כְּתַפּ֙וּחַ֙ בַּעֲצֵ֣י הַיַּ֔עַר כֵּ֥ן דֹּודִ֖י בֵּ֣ין הַבָּנִ֑ים בְּצִלֹּו֙ חִמַּ֣דְתִּי וְיָשַׁ֔בְתִּי וּפִרְיֹ֖ו מָתֹ֥וק לְחִכִּֽי׃ 3
Jak jabłoń między leśnymi drzewami, tak mój miły między młodzieńcami. Z wielkim pragnieniem usiadłam w jego cieniu, a jego owoc [jest] słodki memu podniebieniu.
הֱבִיאַ֙נִי֙ אֶל־בֵּ֣ית הַיָּ֔יִן וְדִגְלֹ֥ו עָלַ֖י אַהֲבָֽה׃ 4
Wprowadził mnie do komnaty biesiadnej, a jego chorągwią nade mną jest miłość.
סַמְּכ֙וּנִי֙ בָּֽאֲשִׁישֹׁ֔ות רַפְּד֖וּנִי בַּתַּפּוּחִ֑ים כִּי־חֹולַ֥ת אַהֲבָ֖ה אָֽנִי׃ 5
Pokrzepcie mnie bukłakami, posilcie mnie jabłkami, bo jestem chora z miłości.
שְׂמֹאלֹו֙ תַּ֣חַת לְרֹאשִׁ֔י וִימִינֹ֖ו תְּחַבְּקֵֽנִי׃ 6
Jego lewa ręka pod moją głową, a jego prawa ręka mnie obejmuje.
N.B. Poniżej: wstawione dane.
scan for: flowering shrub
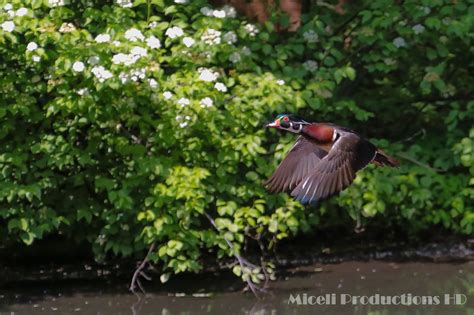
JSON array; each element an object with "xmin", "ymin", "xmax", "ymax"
[{"xmin": 0, "ymin": 0, "xmax": 474, "ymax": 278}]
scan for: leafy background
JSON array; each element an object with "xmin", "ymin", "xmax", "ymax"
[{"xmin": 0, "ymin": 0, "xmax": 474, "ymax": 280}]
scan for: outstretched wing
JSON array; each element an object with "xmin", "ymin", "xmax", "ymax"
[
  {"xmin": 291, "ymin": 132, "xmax": 376, "ymax": 204},
  {"xmin": 264, "ymin": 136, "xmax": 327, "ymax": 193}
]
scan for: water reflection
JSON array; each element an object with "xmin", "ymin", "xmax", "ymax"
[{"xmin": 0, "ymin": 262, "xmax": 474, "ymax": 315}]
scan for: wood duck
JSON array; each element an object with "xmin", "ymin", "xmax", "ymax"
[{"xmin": 264, "ymin": 115, "xmax": 399, "ymax": 204}]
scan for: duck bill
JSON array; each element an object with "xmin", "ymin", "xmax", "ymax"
[{"xmin": 265, "ymin": 119, "xmax": 280, "ymax": 128}]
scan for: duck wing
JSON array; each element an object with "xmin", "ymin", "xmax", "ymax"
[
  {"xmin": 264, "ymin": 136, "xmax": 327, "ymax": 193},
  {"xmin": 291, "ymin": 130, "xmax": 376, "ymax": 204}
]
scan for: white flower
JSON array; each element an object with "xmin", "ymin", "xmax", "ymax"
[
  {"xmin": 163, "ymin": 91, "xmax": 173, "ymax": 100},
  {"xmin": 200, "ymin": 97, "xmax": 214, "ymax": 108},
  {"xmin": 229, "ymin": 52, "xmax": 242, "ymax": 63},
  {"xmin": 178, "ymin": 97, "xmax": 191, "ymax": 107},
  {"xmin": 214, "ymin": 82, "xmax": 227, "ymax": 92},
  {"xmin": 59, "ymin": 23, "xmax": 76, "ymax": 33},
  {"xmin": 198, "ymin": 68, "xmax": 219, "ymax": 82},
  {"xmin": 148, "ymin": 78, "xmax": 158, "ymax": 89},
  {"xmin": 15, "ymin": 8, "xmax": 28, "ymax": 16},
  {"xmin": 200, "ymin": 7, "xmax": 212, "ymax": 16},
  {"xmin": 303, "ymin": 60, "xmax": 318, "ymax": 72},
  {"xmin": 72, "ymin": 61, "xmax": 85, "ymax": 72},
  {"xmin": 412, "ymin": 24, "xmax": 425, "ymax": 34},
  {"xmin": 95, "ymin": 34, "xmax": 110, "ymax": 43},
  {"xmin": 91, "ymin": 66, "xmax": 113, "ymax": 82},
  {"xmin": 1, "ymin": 21, "xmax": 15, "ymax": 32},
  {"xmin": 212, "ymin": 10, "xmax": 225, "ymax": 19},
  {"xmin": 119, "ymin": 72, "xmax": 130, "ymax": 84},
  {"xmin": 176, "ymin": 115, "xmax": 191, "ymax": 128},
  {"xmin": 112, "ymin": 53, "xmax": 140, "ymax": 66},
  {"xmin": 130, "ymin": 68, "xmax": 146, "ymax": 81},
  {"xmin": 244, "ymin": 23, "xmax": 258, "ymax": 37},
  {"xmin": 165, "ymin": 26, "xmax": 184, "ymax": 39},
  {"xmin": 76, "ymin": 88, "xmax": 89, "ymax": 96},
  {"xmin": 303, "ymin": 30, "xmax": 319, "ymax": 44},
  {"xmin": 26, "ymin": 42, "xmax": 38, "ymax": 51},
  {"xmin": 116, "ymin": 0, "xmax": 133, "ymax": 8},
  {"xmin": 240, "ymin": 46, "xmax": 252, "ymax": 56},
  {"xmin": 393, "ymin": 37, "xmax": 407, "ymax": 48},
  {"xmin": 146, "ymin": 35, "xmax": 161, "ymax": 49},
  {"xmin": 130, "ymin": 46, "xmax": 148, "ymax": 57},
  {"xmin": 201, "ymin": 28, "xmax": 221, "ymax": 45},
  {"xmin": 124, "ymin": 27, "xmax": 145, "ymax": 42},
  {"xmin": 222, "ymin": 31, "xmax": 237, "ymax": 45},
  {"xmin": 222, "ymin": 5, "xmax": 237, "ymax": 18},
  {"xmin": 87, "ymin": 56, "xmax": 100, "ymax": 65},
  {"xmin": 183, "ymin": 37, "xmax": 196, "ymax": 47},
  {"xmin": 48, "ymin": 0, "xmax": 65, "ymax": 7}
]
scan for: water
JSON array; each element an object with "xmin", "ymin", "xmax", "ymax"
[{"xmin": 0, "ymin": 261, "xmax": 474, "ymax": 315}]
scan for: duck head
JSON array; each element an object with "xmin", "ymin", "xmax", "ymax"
[{"xmin": 265, "ymin": 114, "xmax": 309, "ymax": 133}]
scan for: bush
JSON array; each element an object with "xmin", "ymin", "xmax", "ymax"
[{"xmin": 0, "ymin": 0, "xmax": 474, "ymax": 278}]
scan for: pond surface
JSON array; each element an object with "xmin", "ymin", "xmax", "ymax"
[{"xmin": 0, "ymin": 261, "xmax": 474, "ymax": 315}]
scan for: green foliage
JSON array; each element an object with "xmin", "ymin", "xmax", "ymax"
[{"xmin": 0, "ymin": 0, "xmax": 474, "ymax": 282}]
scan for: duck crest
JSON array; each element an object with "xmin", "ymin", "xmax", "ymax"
[{"xmin": 303, "ymin": 124, "xmax": 334, "ymax": 143}]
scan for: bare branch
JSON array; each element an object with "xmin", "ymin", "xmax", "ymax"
[{"xmin": 129, "ymin": 243, "xmax": 155, "ymax": 294}]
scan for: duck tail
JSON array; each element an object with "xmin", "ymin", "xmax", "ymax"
[{"xmin": 372, "ymin": 149, "xmax": 400, "ymax": 167}]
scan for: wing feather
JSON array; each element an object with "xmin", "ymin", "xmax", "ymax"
[
  {"xmin": 264, "ymin": 136, "xmax": 327, "ymax": 193},
  {"xmin": 291, "ymin": 132, "xmax": 376, "ymax": 203}
]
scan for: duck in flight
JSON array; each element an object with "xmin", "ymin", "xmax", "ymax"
[{"xmin": 264, "ymin": 115, "xmax": 399, "ymax": 204}]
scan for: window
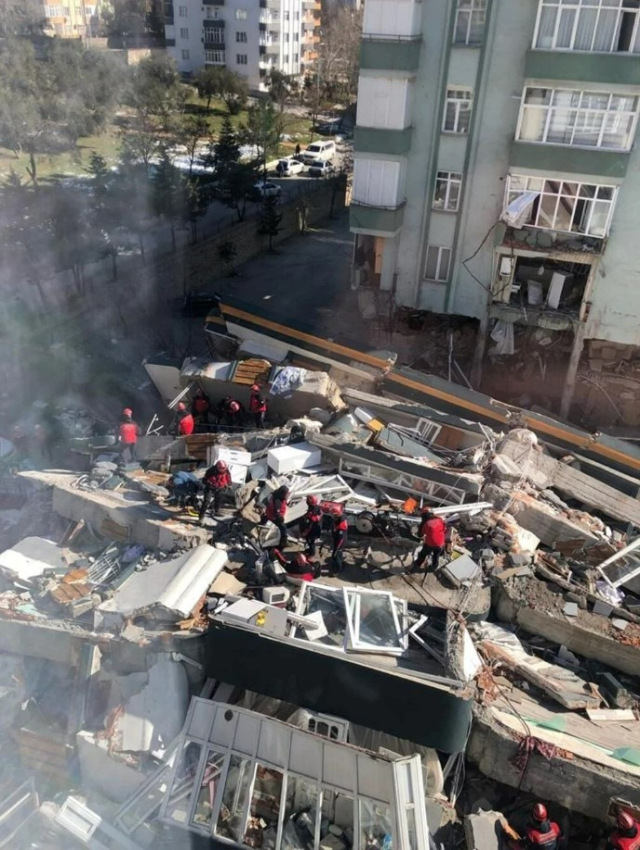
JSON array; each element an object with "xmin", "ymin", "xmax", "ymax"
[
  {"xmin": 516, "ymin": 88, "xmax": 638, "ymax": 151},
  {"xmin": 453, "ymin": 0, "xmax": 487, "ymax": 45},
  {"xmin": 424, "ymin": 245, "xmax": 451, "ymax": 283},
  {"xmin": 533, "ymin": 0, "xmax": 640, "ymax": 53},
  {"xmin": 506, "ymin": 174, "xmax": 617, "ymax": 237},
  {"xmin": 204, "ymin": 50, "xmax": 225, "ymax": 65},
  {"xmin": 432, "ymin": 171, "xmax": 462, "ymax": 212},
  {"xmin": 442, "ymin": 88, "xmax": 473, "ymax": 133}
]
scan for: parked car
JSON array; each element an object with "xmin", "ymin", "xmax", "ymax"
[
  {"xmin": 308, "ymin": 159, "xmax": 335, "ymax": 177},
  {"xmin": 250, "ymin": 180, "xmax": 282, "ymax": 201},
  {"xmin": 276, "ymin": 158, "xmax": 304, "ymax": 177},
  {"xmin": 302, "ymin": 142, "xmax": 336, "ymax": 165}
]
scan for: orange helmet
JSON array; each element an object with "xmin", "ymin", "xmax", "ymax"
[
  {"xmin": 532, "ymin": 803, "xmax": 547, "ymax": 822},
  {"xmin": 616, "ymin": 811, "xmax": 635, "ymax": 830}
]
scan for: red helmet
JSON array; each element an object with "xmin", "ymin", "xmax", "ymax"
[
  {"xmin": 616, "ymin": 811, "xmax": 635, "ymax": 830},
  {"xmin": 532, "ymin": 803, "xmax": 547, "ymax": 821}
]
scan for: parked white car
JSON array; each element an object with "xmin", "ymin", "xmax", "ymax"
[{"xmin": 276, "ymin": 157, "xmax": 304, "ymax": 177}]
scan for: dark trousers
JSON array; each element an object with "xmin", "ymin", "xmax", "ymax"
[{"xmin": 413, "ymin": 543, "xmax": 443, "ymax": 572}]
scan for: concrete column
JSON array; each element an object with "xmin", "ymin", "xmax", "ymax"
[{"xmin": 560, "ymin": 322, "xmax": 586, "ymax": 419}]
הִשְׁבַּ֨עְתִּי אֶתְכֶ֜ם בְּנֹ֤ות יְרוּשָׁלַ֙͏ִם֙ בִּצְבָאֹ֔ות אֹ֖ו בְּאַיְלֹ֣ות הַשָּׂדֶ֑ה אִם־תָּעִ֧ירוּ ׀ וְֽאִם־תְּעֹֽורְר֛וּ אֶת־הָאַהֲבָ֖ה עַ֥ד שֶׁתֶּחְפָּֽץ׃ ס 7
Zaklinam was, córki Jerozolimy, na sarny i łanie polne: Nie budźcie mego umiłowanego i nie przerywajcie [jego] snu, dopóki nie zechce.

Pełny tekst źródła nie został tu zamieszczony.